Red bag scheme: simple but effective help on admission to hospital


Sutton Homes of Care has launched a simple idea to help care home residents to receive quick and effective treatment should they need to go into hospital in an emergency. The red bag keeps important information about a care home resident’s health in one place, easily accessible to ambulance and hospital staff.

It also has room for personal belongings (such as clothes for day of discharge, glasses, hearing aid, dentures etc) and it stays with the patient whilst they are in hospital. When patients are ready to go home, a copy of their discharge summary (which details every aspect of the care they received in hospital) will be placed in the red bag so that care home staff have access to this important information when their residents arrive back home.

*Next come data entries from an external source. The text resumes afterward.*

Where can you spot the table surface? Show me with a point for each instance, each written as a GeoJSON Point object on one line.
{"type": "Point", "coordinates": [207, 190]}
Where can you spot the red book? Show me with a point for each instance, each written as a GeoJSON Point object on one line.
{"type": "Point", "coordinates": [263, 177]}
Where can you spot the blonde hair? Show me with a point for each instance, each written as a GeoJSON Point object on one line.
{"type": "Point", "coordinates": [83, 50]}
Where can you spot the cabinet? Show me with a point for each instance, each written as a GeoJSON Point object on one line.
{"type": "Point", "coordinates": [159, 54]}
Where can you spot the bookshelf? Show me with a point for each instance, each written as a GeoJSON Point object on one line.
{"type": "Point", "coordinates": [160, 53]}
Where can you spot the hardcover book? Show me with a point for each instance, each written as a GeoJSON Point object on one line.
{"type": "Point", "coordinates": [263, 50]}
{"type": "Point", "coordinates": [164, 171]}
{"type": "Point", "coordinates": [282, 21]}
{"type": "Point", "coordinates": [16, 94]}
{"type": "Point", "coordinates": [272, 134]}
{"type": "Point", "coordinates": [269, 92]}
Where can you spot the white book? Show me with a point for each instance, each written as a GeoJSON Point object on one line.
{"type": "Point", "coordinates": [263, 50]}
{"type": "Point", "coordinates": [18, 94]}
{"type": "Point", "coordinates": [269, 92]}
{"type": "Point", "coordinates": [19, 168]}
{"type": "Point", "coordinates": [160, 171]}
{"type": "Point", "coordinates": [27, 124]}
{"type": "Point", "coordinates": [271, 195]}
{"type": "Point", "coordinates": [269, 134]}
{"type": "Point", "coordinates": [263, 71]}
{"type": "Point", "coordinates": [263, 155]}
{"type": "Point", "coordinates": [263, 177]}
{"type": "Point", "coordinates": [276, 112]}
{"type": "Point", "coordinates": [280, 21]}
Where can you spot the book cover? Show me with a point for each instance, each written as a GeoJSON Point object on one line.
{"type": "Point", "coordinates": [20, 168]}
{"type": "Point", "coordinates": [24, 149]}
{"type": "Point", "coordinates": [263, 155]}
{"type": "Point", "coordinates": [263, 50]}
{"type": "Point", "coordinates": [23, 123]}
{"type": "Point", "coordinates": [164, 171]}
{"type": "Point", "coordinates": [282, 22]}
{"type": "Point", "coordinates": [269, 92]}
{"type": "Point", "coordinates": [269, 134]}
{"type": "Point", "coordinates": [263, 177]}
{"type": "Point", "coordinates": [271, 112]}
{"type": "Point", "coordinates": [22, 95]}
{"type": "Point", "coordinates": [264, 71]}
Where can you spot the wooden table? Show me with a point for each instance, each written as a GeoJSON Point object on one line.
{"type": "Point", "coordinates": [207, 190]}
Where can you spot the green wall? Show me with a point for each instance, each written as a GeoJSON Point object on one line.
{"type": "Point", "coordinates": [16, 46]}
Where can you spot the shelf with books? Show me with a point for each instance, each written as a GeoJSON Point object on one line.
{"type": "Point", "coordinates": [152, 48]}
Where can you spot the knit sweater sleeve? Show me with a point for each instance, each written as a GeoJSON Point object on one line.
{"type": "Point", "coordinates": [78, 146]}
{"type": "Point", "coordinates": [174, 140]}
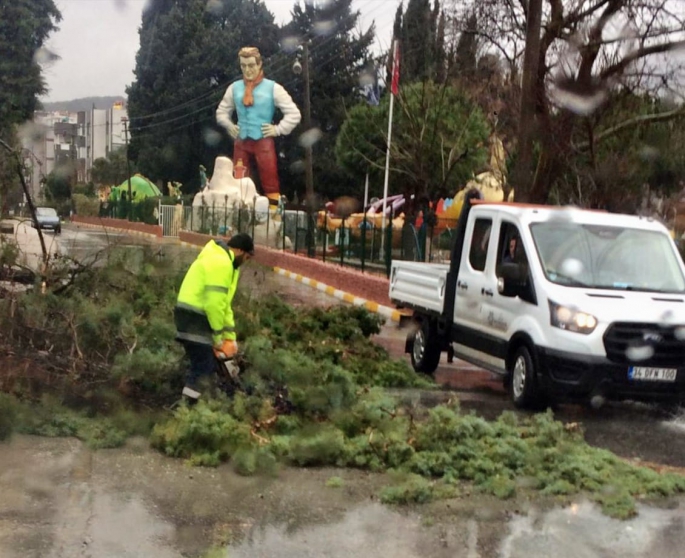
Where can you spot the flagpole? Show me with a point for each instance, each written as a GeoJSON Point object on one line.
{"type": "Point", "coordinates": [393, 91]}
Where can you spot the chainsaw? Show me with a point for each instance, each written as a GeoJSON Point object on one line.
{"type": "Point", "coordinates": [229, 373]}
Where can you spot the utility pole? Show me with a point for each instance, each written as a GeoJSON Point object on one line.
{"type": "Point", "coordinates": [309, 171]}
{"type": "Point", "coordinates": [128, 167]}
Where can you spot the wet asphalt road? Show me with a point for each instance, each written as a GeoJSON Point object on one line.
{"type": "Point", "coordinates": [634, 431]}
{"type": "Point", "coordinates": [61, 500]}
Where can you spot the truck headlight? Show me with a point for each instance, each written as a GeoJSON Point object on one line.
{"type": "Point", "coordinates": [571, 319]}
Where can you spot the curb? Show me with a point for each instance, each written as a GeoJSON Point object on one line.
{"type": "Point", "coordinates": [116, 229]}
{"type": "Point", "coordinates": [386, 311]}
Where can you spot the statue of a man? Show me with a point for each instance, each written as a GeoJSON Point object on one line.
{"type": "Point", "coordinates": [255, 99]}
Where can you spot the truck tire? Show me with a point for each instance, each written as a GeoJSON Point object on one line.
{"type": "Point", "coordinates": [523, 383]}
{"type": "Point", "coordinates": [425, 348]}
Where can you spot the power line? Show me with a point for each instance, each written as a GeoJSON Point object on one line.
{"type": "Point", "coordinates": [223, 87]}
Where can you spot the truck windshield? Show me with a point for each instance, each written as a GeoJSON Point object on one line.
{"type": "Point", "coordinates": [604, 257]}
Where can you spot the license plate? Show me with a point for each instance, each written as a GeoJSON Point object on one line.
{"type": "Point", "coordinates": [652, 374]}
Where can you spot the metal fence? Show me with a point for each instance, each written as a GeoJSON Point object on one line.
{"type": "Point", "coordinates": [357, 241]}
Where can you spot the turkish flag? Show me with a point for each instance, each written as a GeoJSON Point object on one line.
{"type": "Point", "coordinates": [395, 86]}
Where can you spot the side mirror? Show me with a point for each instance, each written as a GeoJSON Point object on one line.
{"type": "Point", "coordinates": [512, 279]}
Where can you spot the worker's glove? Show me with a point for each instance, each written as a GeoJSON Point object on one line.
{"type": "Point", "coordinates": [233, 129]}
{"type": "Point", "coordinates": [269, 131]}
{"type": "Point", "coordinates": [227, 350]}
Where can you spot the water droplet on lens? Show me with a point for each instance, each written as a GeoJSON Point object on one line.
{"type": "Point", "coordinates": [571, 267]}
{"type": "Point", "coordinates": [214, 7]}
{"type": "Point", "coordinates": [297, 166]}
{"type": "Point", "coordinates": [322, 28]}
{"type": "Point", "coordinates": [45, 56]}
{"type": "Point", "coordinates": [310, 137]}
{"type": "Point", "coordinates": [582, 104]}
{"type": "Point", "coordinates": [290, 44]}
{"type": "Point", "coordinates": [211, 137]}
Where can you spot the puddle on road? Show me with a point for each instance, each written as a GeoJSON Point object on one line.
{"type": "Point", "coordinates": [125, 528]}
{"type": "Point", "coordinates": [370, 530]}
{"type": "Point", "coordinates": [581, 530]}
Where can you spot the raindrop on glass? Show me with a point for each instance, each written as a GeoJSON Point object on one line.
{"type": "Point", "coordinates": [297, 166]}
{"type": "Point", "coordinates": [571, 267]}
{"type": "Point", "coordinates": [45, 56]}
{"type": "Point", "coordinates": [310, 137]}
{"type": "Point", "coordinates": [211, 137]}
{"type": "Point", "coordinates": [366, 79]}
{"type": "Point", "coordinates": [667, 318]}
{"type": "Point", "coordinates": [649, 153]}
{"type": "Point", "coordinates": [214, 7]}
{"type": "Point", "coordinates": [322, 28]}
{"type": "Point", "coordinates": [290, 44]}
{"type": "Point", "coordinates": [582, 104]}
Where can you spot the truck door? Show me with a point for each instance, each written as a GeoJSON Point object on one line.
{"type": "Point", "coordinates": [501, 310]}
{"type": "Point", "coordinates": [472, 334]}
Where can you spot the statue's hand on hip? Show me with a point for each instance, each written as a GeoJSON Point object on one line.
{"type": "Point", "coordinates": [269, 131]}
{"type": "Point", "coordinates": [233, 130]}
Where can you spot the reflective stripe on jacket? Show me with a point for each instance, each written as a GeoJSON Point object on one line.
{"type": "Point", "coordinates": [203, 312]}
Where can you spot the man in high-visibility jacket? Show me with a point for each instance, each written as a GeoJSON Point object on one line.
{"type": "Point", "coordinates": [204, 313]}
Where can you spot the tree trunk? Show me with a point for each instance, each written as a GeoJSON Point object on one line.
{"type": "Point", "coordinates": [522, 176]}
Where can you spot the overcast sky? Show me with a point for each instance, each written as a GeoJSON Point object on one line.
{"type": "Point", "coordinates": [98, 40]}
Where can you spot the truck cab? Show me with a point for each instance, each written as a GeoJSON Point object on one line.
{"type": "Point", "coordinates": [564, 303]}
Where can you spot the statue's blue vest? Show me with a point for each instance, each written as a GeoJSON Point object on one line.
{"type": "Point", "coordinates": [250, 119]}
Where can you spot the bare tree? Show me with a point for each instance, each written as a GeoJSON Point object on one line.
{"type": "Point", "coordinates": [589, 49]}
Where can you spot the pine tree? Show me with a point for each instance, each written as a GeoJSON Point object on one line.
{"type": "Point", "coordinates": [338, 56]}
{"type": "Point", "coordinates": [417, 41]}
{"type": "Point", "coordinates": [188, 55]}
{"type": "Point", "coordinates": [440, 54]}
{"type": "Point", "coordinates": [466, 63]}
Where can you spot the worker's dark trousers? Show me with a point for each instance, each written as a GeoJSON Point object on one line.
{"type": "Point", "coordinates": [202, 362]}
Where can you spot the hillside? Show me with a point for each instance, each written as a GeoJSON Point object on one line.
{"type": "Point", "coordinates": [86, 103]}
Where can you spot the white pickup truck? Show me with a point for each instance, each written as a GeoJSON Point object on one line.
{"type": "Point", "coordinates": [564, 303]}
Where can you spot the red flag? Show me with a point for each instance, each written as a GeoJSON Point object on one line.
{"type": "Point", "coordinates": [395, 86]}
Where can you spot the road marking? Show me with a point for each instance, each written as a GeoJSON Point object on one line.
{"type": "Point", "coordinates": [371, 306]}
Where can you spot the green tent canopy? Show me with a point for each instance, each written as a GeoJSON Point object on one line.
{"type": "Point", "coordinates": [141, 188]}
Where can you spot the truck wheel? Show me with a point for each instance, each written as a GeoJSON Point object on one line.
{"type": "Point", "coordinates": [523, 380]}
{"type": "Point", "coordinates": [425, 349]}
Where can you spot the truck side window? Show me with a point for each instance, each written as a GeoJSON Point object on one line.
{"type": "Point", "coordinates": [510, 250]}
{"type": "Point", "coordinates": [480, 241]}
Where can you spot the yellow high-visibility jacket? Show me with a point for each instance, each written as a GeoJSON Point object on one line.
{"type": "Point", "coordinates": [203, 312]}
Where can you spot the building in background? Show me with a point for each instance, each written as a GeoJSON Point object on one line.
{"type": "Point", "coordinates": [70, 142]}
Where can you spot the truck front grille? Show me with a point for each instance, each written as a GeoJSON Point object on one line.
{"type": "Point", "coordinates": [645, 343]}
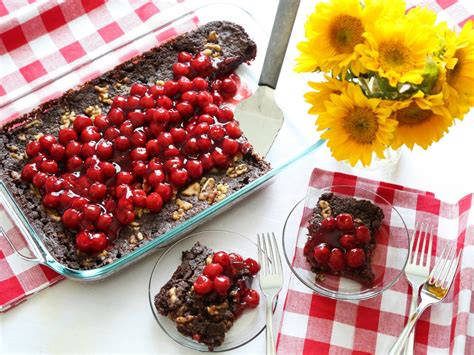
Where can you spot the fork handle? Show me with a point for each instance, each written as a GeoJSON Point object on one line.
{"type": "Point", "coordinates": [398, 347]}
{"type": "Point", "coordinates": [271, 347]}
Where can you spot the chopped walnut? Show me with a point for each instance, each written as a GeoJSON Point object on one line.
{"type": "Point", "coordinates": [93, 110]}
{"type": "Point", "coordinates": [237, 170]}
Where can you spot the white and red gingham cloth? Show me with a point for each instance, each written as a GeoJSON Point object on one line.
{"type": "Point", "coordinates": [314, 324]}
{"type": "Point", "coordinates": [40, 40]}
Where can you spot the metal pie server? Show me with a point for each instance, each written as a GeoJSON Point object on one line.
{"type": "Point", "coordinates": [259, 115]}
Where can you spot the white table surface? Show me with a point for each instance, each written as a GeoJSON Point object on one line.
{"type": "Point", "coordinates": [114, 316]}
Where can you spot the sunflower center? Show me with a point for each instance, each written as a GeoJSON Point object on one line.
{"type": "Point", "coordinates": [345, 32]}
{"type": "Point", "coordinates": [395, 55]}
{"type": "Point", "coordinates": [361, 124]}
{"type": "Point", "coordinates": [453, 74]}
{"type": "Point", "coordinates": [412, 115]}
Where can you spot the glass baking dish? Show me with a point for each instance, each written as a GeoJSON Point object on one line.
{"type": "Point", "coordinates": [296, 139]}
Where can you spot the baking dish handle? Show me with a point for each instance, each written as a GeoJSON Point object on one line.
{"type": "Point", "coordinates": [20, 220]}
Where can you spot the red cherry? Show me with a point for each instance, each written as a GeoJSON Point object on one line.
{"type": "Point", "coordinates": [194, 168]}
{"type": "Point", "coordinates": [204, 99]}
{"type": "Point", "coordinates": [57, 152]}
{"type": "Point", "coordinates": [228, 87]}
{"type": "Point", "coordinates": [201, 63]}
{"type": "Point", "coordinates": [171, 88]}
{"type": "Point", "coordinates": [88, 149]}
{"type": "Point", "coordinates": [49, 166]}
{"type": "Point", "coordinates": [29, 171]}
{"type": "Point", "coordinates": [101, 122]}
{"type": "Point", "coordinates": [105, 150]}
{"type": "Point", "coordinates": [119, 102]}
{"type": "Point", "coordinates": [179, 177]}
{"type": "Point", "coordinates": [362, 235]}
{"type": "Point", "coordinates": [178, 135]}
{"type": "Point", "coordinates": [164, 101]}
{"type": "Point", "coordinates": [180, 69]}
{"type": "Point", "coordinates": [221, 284]}
{"type": "Point", "coordinates": [252, 265]}
{"type": "Point", "coordinates": [91, 212]}
{"type": "Point", "coordinates": [34, 148]}
{"type": "Point", "coordinates": [98, 242]}
{"type": "Point", "coordinates": [235, 258]}
{"type": "Point", "coordinates": [345, 222]}
{"type": "Point", "coordinates": [138, 89]}
{"type": "Point", "coordinates": [184, 84]}
{"type": "Point", "coordinates": [125, 216]}
{"type": "Point", "coordinates": [200, 83]}
{"type": "Point", "coordinates": [233, 130]}
{"type": "Point", "coordinates": [122, 143]}
{"type": "Point", "coordinates": [47, 141]}
{"type": "Point", "coordinates": [97, 191]}
{"type": "Point", "coordinates": [220, 159]}
{"type": "Point", "coordinates": [217, 133]}
{"type": "Point", "coordinates": [107, 168]}
{"type": "Point", "coordinates": [185, 109]}
{"type": "Point", "coordinates": [53, 184]}
{"type": "Point", "coordinates": [322, 253]}
{"type": "Point", "coordinates": [184, 57]}
{"type": "Point", "coordinates": [111, 133]}
{"type": "Point", "coordinates": [66, 135]}
{"type": "Point", "coordinates": [138, 139]}
{"type": "Point", "coordinates": [156, 177]}
{"type": "Point", "coordinates": [329, 224]}
{"type": "Point", "coordinates": [251, 298]}
{"type": "Point", "coordinates": [225, 114]}
{"type": "Point", "coordinates": [347, 241]}
{"type": "Point", "coordinates": [336, 259]}
{"type": "Point", "coordinates": [71, 218]}
{"type": "Point", "coordinates": [81, 122]}
{"type": "Point", "coordinates": [39, 179]}
{"type": "Point", "coordinates": [355, 257]}
{"type": "Point", "coordinates": [51, 200]}
{"type": "Point", "coordinates": [139, 198]}
{"type": "Point", "coordinates": [154, 202]}
{"type": "Point", "coordinates": [165, 191]}
{"type": "Point", "coordinates": [212, 270]}
{"type": "Point", "coordinates": [104, 222]}
{"type": "Point", "coordinates": [73, 148]}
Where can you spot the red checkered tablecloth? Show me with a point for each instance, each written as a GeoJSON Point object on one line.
{"type": "Point", "coordinates": [48, 47]}
{"type": "Point", "coordinates": [314, 324]}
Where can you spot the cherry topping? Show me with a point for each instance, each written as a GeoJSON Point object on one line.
{"type": "Point", "coordinates": [203, 285]}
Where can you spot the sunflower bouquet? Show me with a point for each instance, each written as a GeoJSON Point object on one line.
{"type": "Point", "coordinates": [392, 76]}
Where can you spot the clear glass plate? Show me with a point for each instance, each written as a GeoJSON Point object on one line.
{"type": "Point", "coordinates": [388, 260]}
{"type": "Point", "coordinates": [252, 321]}
{"type": "Point", "coordinates": [296, 139]}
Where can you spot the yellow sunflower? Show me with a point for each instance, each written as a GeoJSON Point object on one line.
{"type": "Point", "coordinates": [458, 86]}
{"type": "Point", "coordinates": [356, 126]}
{"type": "Point", "coordinates": [397, 50]}
{"type": "Point", "coordinates": [422, 120]}
{"type": "Point", "coordinates": [322, 93]}
{"type": "Point", "coordinates": [334, 30]}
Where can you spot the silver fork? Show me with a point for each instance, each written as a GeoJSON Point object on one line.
{"type": "Point", "coordinates": [271, 279]}
{"type": "Point", "coordinates": [434, 290]}
{"type": "Point", "coordinates": [418, 269]}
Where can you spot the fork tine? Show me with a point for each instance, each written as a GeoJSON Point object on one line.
{"type": "Point", "coordinates": [423, 248]}
{"type": "Point", "coordinates": [430, 244]}
{"type": "Point", "coordinates": [446, 267]}
{"type": "Point", "coordinates": [278, 259]}
{"type": "Point", "coordinates": [420, 235]}
{"type": "Point", "coordinates": [434, 273]}
{"type": "Point", "coordinates": [452, 271]}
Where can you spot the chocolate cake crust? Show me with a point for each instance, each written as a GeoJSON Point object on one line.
{"type": "Point", "coordinates": [151, 66]}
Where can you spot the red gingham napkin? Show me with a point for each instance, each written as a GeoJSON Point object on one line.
{"type": "Point", "coordinates": [43, 39]}
{"type": "Point", "coordinates": [315, 324]}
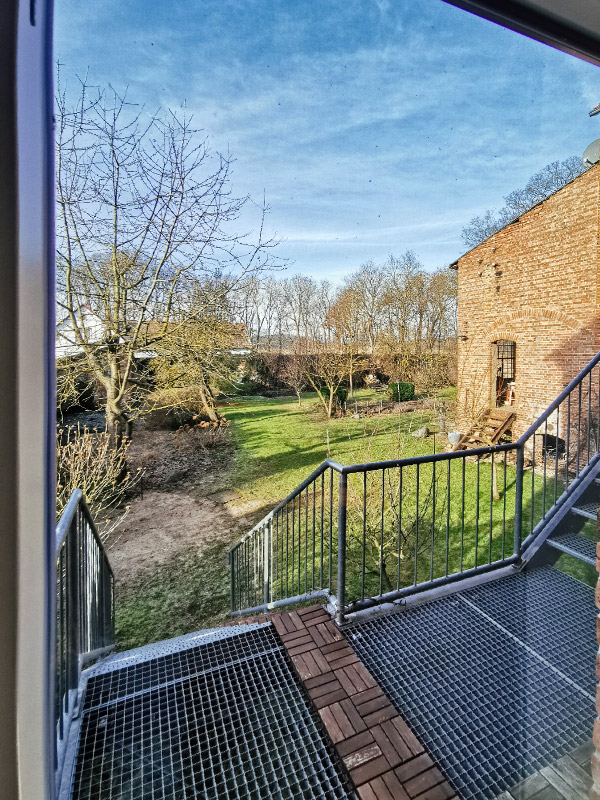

The red bag also clearly identifies a patient as being a care home resident and this means that it might be possible for the patient to be discharged sooner. This is because the care home has been involved in discussions with the hospital and has an understanding of the resident’s care needs, so they are able to support the resident when they are discharged. Communication between care home staff and trust staff has improved greatly because of the red bag and staff say they now have a better understanding of each other’s roles.

The red bag scheme has been developed in partnership with Epsom and St Helier Hospital Trust, Sutton and Merton Community Services, London Ambulance Service and staff from Sutton care homes. It has been rolled out in other areas of the country.